Acta fabula
ISSN 2115-8037

2022
Février 2022 (volume 23, numéro 2)
titre article
Jean-Louis Cabanès

Archives académiques & immortalité littéraire

Academic archives and literary immortality
Maxime Du Camp, Les Académiciens de mon temps, édition établie par Thomas Loué, Montrouge, éditions du bourg, 2021, 648 p.

1Cet ouvrage volumineux résulte de l’exploitation d’un ensemble documentaire conservé à la Bibliothèque de l’Institut de France. Il se compose de 66 portraits classés par ordre alphabétique, tous consacrés aux académiciens rencontrés par l’écrivain dans l’exercice de ses fonctions d’immortel, depuis son élection en 1880 jusqu’à son décès en 1894. À chacun de ces portraits se rattachent, sélectionnés par Du Camp, des lettres et des articles relatifs aux élections, aux nécrologies, aux discours divers qui rythment la vie de l’Académie. La transcription d’une courte autobiographie, également inédite, complète ce premier ensemble.

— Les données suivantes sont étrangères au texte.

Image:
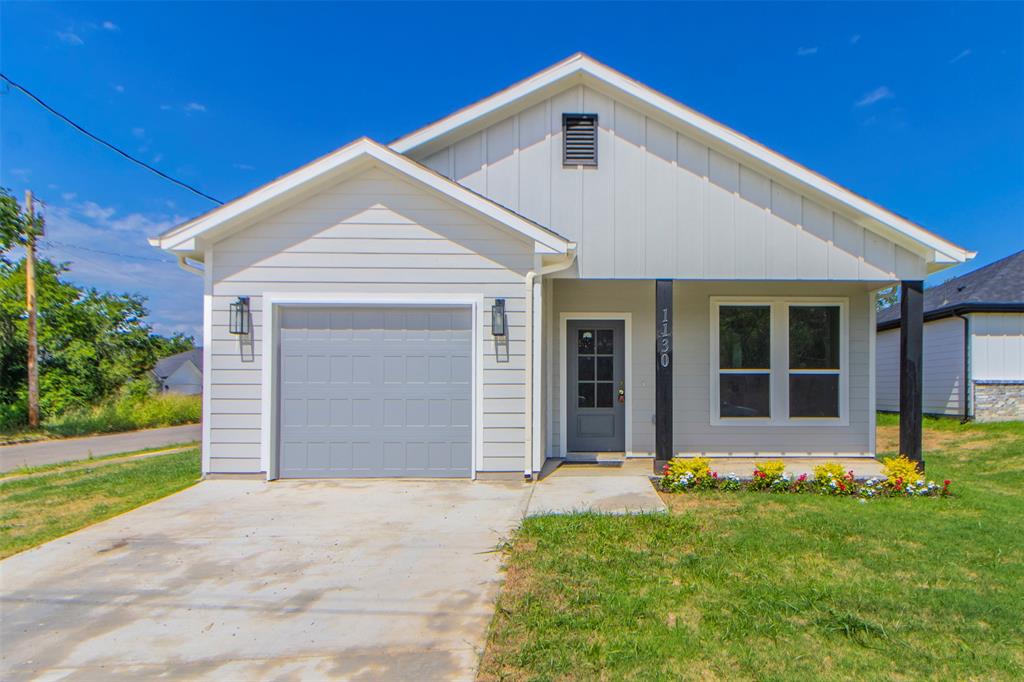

2Ces deux œuvres, annotées avec précision, sont introduites par un essai dense et concis : « La voix du mort. Archives académiques et immortalité littéraire de Maxime Du Camp ».Thomas Loué, dans le prolongement de la belle préface de Daniel Oster aux Souvenirs littéraires (Aubier, 1994), se propose de lire Les Académiciens de mon temps en fonction d’une stratégie mémorielle dûment préméditée.

Une entreprise mémorielle

3Il semble que l’élection à l’Académie française, le 26 février 1880, ait coïncidé, chez Du Camp, avec le sentiment d’un vieillissement. La mort de Flaubert, le 8 mai 1880, favorisa aussi un retour sur soi concrétisé par la rédaction, dès 1881, des Souvenirs littéraires. Du Camp y évoquait des écrivains qui n’avaient pas connu la consécration académique — Nerval, Gautier, Baudelaire, Flaubert —, mais que la postérité estimera de grande valeur. L’auteur des Souvenirs en avait conscience bien qu’il fût tenté de voir en Baudelaire un poète secondaire, tout près cependant de figurer parmi les plus grands. Quant à Flaubert, sa maladie l’aurait conduit à fournir un effort héroïque, il en résulterait un chef-d’œuvre, Madame Bovary. Une appréciation éthique déterminait ainsi un jugement esthétique ou plus exactement en tenait lieu. Le mémorialiste se fondait, en effet, sur des normes qui tantôt supposaient une contiguïté de l’art et de la névrose, tantôt représentaient cette dernière comme un obstacle qu’il fallait surmonter par un travail quasi maniaque. Maxime Du Camp, au même titre que Flaubert, mais dans une direction autre — il était devenu historien de Paris — aurait lui aussi vaincu, par un travail acharné, le lyrisme sentimental dont sa jeunesse aurait été intoxiquée. Une hygiène des lettres, omniprésente dans les Souvenirs littéraires, expliquait la transformation du voyageur en homme d’ordre.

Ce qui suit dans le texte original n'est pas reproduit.